Toward Nonlocal Electrodynamics of Accelerated Systems

TL;DR

This paper explores nonlocal electrodynamics in accelerated systems, proposing an extended theory with quadratic terms in the acceleration tensor to preserve parity, and discusses its physical implications.

Contribution

It introduces an extended nonlocal electrodynamics framework including quadratic acceleration terms to maintain parity conservation.

Findings

Quadratic terms in the acceleration tensor can preserve parity in nonlocal electrodynamics.

The extended kernel depends on the acceleration tensor and vanishes without acceleration.

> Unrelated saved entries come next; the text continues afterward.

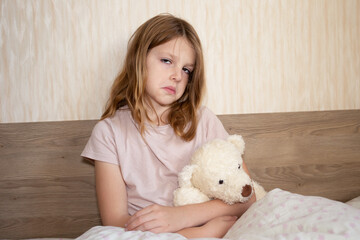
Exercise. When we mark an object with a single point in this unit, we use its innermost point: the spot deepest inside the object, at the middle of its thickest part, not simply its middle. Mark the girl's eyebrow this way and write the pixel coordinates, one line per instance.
(175, 57)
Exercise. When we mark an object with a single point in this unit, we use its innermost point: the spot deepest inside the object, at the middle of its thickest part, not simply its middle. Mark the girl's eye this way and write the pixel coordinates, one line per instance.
(164, 60)
(187, 71)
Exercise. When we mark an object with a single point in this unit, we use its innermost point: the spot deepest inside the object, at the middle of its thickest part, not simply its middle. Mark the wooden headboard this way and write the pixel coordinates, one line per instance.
(47, 190)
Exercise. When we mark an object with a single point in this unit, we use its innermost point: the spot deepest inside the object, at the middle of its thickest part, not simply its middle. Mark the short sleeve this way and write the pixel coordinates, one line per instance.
(101, 144)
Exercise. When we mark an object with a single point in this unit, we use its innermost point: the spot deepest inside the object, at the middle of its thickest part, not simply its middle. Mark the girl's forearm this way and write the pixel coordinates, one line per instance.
(199, 214)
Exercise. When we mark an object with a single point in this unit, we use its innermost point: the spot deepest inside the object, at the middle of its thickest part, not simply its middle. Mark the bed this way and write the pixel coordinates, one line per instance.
(309, 162)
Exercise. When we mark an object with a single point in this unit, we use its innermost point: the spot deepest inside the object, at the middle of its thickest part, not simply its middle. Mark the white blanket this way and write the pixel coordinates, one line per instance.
(279, 215)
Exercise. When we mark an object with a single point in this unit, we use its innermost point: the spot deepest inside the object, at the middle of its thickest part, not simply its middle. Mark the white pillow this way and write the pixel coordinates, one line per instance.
(354, 202)
(284, 215)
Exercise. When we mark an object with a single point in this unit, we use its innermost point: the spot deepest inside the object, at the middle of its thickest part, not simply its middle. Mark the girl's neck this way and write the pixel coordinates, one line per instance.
(159, 117)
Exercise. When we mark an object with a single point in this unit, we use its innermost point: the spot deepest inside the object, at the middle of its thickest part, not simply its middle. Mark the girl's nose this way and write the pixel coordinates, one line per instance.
(176, 74)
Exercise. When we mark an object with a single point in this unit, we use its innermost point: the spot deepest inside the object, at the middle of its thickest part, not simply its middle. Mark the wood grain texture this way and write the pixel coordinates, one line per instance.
(59, 58)
(47, 190)
(311, 153)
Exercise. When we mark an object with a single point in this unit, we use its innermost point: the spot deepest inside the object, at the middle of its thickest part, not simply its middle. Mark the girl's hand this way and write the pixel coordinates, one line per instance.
(157, 219)
(218, 227)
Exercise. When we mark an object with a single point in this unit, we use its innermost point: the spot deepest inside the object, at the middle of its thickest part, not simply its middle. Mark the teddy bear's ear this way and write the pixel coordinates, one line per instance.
(238, 141)
(185, 176)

Physical implications of the quadratic kernel are briefly discussed.

Abstract

We revisit acceleration-induced nonlocal electrodynamics and the phenomenon of photon spin-rotation coupling. The kernel of the theory for the electromagnetic field tensor involves parity violation under the assumption of linearity of the field kernel in the acceleration tensor. However, we show that parity conservation can be maintained by extending the field kernel to include quadratic terms in the acceleration tensor. The field kernel must vanish in the absence of acceleration; otherwise, a general dependence of the kernel on the acceleration tensor cannot be theoretically excluded. The physical implications of the quadratic kernel are briefly discussed.